Her daughter, fully clothed in scrubs, booties, plastic face shield and cloth mask, gently held her mother’s bony, crepe-skinned hand in her gloved ones, and nodded. She was not sure if her mother had noticed.

“When he gets better I will tell him… again… He shouldn’t do that… He gets tired.”

“I think he enjoyed it,” the daughter posed. She was not sure if her mother had heard.

“He was at the shop at least…” The gray-haired woman continued groggily, “three times a week, and his fields the other days…. Who knew how he got it…. I thought it was just your father being your father,” she croaked. She attempted a wan smile. “He never forgets my birthday, Mother’s Day, our anniversary… I had a cough several days… before he started complaining, you know.” She took a deep, rattling breath and confirmed, “It was nothing, but I wanted him to… at least notice… I wasn’t feeling well. Maybe he will now.” She squinted up at her daughter. “When is he going to visit?”

“I just saw him,” the younger woman assured. “He’ll see you soon.”

It was not a lie. She had just seen her father, and she had no doubt that her mother would see him in only a little while. She saw no point in sharing her conversation with the doctor about hope, health, future prospects, and the sad reality of needing a bed for someone else. Breathing deeply, and benumbed, she had walked down the hallway to her mother’s room after all of the equipment in her father’s had been unplugged.

“Good.” Mother harrumphed. “He should notice… when I’m not feeling well…”

Her daughter squeezed her mother’s hand once more and listened to her panting chatter become weaker and more broken by pauses until the pause was all there was.

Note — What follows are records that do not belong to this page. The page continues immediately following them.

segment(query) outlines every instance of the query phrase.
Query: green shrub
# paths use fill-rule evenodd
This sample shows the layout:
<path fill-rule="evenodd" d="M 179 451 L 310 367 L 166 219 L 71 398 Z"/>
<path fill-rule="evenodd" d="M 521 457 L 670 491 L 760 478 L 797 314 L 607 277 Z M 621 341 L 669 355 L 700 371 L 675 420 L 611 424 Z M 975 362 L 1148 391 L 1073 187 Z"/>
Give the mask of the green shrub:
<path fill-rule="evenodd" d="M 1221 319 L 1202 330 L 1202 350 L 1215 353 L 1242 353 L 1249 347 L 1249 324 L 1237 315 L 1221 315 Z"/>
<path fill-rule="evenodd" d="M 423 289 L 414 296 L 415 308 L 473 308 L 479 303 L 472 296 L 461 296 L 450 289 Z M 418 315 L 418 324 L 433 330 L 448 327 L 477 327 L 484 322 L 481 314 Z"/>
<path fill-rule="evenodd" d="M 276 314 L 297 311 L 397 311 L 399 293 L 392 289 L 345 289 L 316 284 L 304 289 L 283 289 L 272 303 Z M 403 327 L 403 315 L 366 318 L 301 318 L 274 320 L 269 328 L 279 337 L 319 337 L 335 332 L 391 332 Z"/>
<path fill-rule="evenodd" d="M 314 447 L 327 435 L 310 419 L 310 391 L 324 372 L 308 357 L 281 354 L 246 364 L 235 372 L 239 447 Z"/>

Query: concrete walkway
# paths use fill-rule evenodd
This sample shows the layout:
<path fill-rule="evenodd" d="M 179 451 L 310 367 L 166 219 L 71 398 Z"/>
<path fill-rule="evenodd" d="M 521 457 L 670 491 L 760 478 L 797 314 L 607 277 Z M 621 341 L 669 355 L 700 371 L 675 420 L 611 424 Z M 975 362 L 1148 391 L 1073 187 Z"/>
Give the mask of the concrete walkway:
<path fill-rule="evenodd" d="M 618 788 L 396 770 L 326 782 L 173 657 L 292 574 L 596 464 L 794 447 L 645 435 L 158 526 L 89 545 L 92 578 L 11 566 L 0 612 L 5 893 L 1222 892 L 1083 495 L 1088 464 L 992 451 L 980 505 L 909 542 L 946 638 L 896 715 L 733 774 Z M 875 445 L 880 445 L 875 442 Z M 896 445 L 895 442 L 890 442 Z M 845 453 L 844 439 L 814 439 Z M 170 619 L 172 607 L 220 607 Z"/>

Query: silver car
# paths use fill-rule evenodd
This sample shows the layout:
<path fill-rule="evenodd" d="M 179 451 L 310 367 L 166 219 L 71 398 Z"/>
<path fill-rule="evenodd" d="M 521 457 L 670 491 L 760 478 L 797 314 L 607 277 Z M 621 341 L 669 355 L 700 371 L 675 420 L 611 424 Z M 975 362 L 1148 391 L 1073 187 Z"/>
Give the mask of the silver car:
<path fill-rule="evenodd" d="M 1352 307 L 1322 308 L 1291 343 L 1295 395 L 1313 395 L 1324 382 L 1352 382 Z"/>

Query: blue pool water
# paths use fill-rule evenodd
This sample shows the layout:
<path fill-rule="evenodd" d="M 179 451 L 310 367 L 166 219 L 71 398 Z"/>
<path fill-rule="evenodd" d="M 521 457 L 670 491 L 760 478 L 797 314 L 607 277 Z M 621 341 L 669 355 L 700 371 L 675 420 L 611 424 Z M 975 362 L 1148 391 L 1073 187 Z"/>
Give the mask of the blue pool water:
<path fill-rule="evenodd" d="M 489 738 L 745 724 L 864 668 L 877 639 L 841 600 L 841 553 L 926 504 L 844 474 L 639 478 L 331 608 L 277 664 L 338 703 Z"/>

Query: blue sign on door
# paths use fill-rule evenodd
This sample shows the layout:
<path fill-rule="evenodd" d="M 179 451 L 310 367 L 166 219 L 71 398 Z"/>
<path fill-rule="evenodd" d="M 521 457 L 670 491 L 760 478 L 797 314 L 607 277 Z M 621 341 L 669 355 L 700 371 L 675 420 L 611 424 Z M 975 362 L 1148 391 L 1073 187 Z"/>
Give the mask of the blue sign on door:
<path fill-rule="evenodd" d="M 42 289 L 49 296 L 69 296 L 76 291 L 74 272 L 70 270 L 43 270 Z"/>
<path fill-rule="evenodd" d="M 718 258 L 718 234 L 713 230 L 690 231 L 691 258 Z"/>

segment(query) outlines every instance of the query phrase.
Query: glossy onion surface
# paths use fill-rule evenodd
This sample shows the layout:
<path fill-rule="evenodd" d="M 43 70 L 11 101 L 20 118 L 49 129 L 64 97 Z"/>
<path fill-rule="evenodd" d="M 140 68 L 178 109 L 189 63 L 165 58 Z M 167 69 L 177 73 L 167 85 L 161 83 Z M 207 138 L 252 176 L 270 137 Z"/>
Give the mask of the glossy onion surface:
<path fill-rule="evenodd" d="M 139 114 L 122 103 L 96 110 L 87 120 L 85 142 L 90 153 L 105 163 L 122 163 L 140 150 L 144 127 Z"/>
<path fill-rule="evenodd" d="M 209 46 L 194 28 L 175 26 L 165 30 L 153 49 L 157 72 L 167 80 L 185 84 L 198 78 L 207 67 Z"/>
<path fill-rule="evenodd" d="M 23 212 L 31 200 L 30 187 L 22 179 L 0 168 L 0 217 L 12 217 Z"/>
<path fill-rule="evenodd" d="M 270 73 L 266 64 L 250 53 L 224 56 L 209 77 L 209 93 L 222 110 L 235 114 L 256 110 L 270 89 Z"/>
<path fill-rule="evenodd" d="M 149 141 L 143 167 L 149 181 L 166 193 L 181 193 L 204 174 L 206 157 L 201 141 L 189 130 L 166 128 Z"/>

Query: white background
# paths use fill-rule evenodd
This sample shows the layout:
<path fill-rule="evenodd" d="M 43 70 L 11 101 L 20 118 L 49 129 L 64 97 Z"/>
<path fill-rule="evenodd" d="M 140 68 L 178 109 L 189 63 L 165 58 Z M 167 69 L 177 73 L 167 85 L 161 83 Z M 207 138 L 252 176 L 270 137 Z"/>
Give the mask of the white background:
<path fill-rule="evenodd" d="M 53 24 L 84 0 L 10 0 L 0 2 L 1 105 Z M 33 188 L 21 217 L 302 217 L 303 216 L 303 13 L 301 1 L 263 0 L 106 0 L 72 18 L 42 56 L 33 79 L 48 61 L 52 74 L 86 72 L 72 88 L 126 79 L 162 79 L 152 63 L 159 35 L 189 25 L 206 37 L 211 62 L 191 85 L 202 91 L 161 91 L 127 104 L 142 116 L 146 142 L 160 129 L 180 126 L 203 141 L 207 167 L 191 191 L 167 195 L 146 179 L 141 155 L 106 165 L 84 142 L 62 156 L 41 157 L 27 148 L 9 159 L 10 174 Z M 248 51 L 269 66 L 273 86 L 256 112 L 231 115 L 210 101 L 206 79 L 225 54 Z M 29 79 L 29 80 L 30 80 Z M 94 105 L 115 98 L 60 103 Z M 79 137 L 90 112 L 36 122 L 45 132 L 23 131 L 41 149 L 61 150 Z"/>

Contact tracing never proved who had infected whom. There had been too many possibilities. Her father’s business had had to close because two of his three co-partners had been hospitalized. Half of her mother’s office floor was now empty, and many older members of the congregation would never be returning to church. The pestilence had swept through the daycare, too, and the daughter had had to close out her sister’s house as well as her parents’. When she could not reach her niece and oldest nephew on the phone, she found them in the apartment they had rented together. Anesthetized, she placed a call to their raspy-voiced landlord.

She left a bouquet on each of the six new graves before she boarded the nearly empty airplane for home.

Back at home, the remaining daughter stared out through the glass towards the black spruce outside her window. At the end of her quarantine and closer to a second, hopefully negative test result, she did not see the wind sway the trees nor hear the rain clink againt the panes. Her eyes held no more moisture to finish washing the grief from her soul.

She still could not contact her brother. The last she had heard he was living in his car.

The clock ticked.

The daughter changed her clothes, washed her hands and face, looped the mask’s elastics about her ears, and slid on a pair of blue gloves. She drove down her muddy driveway and through the silent streets towards the clinic to stand in a subdued dashed line for her turn at future.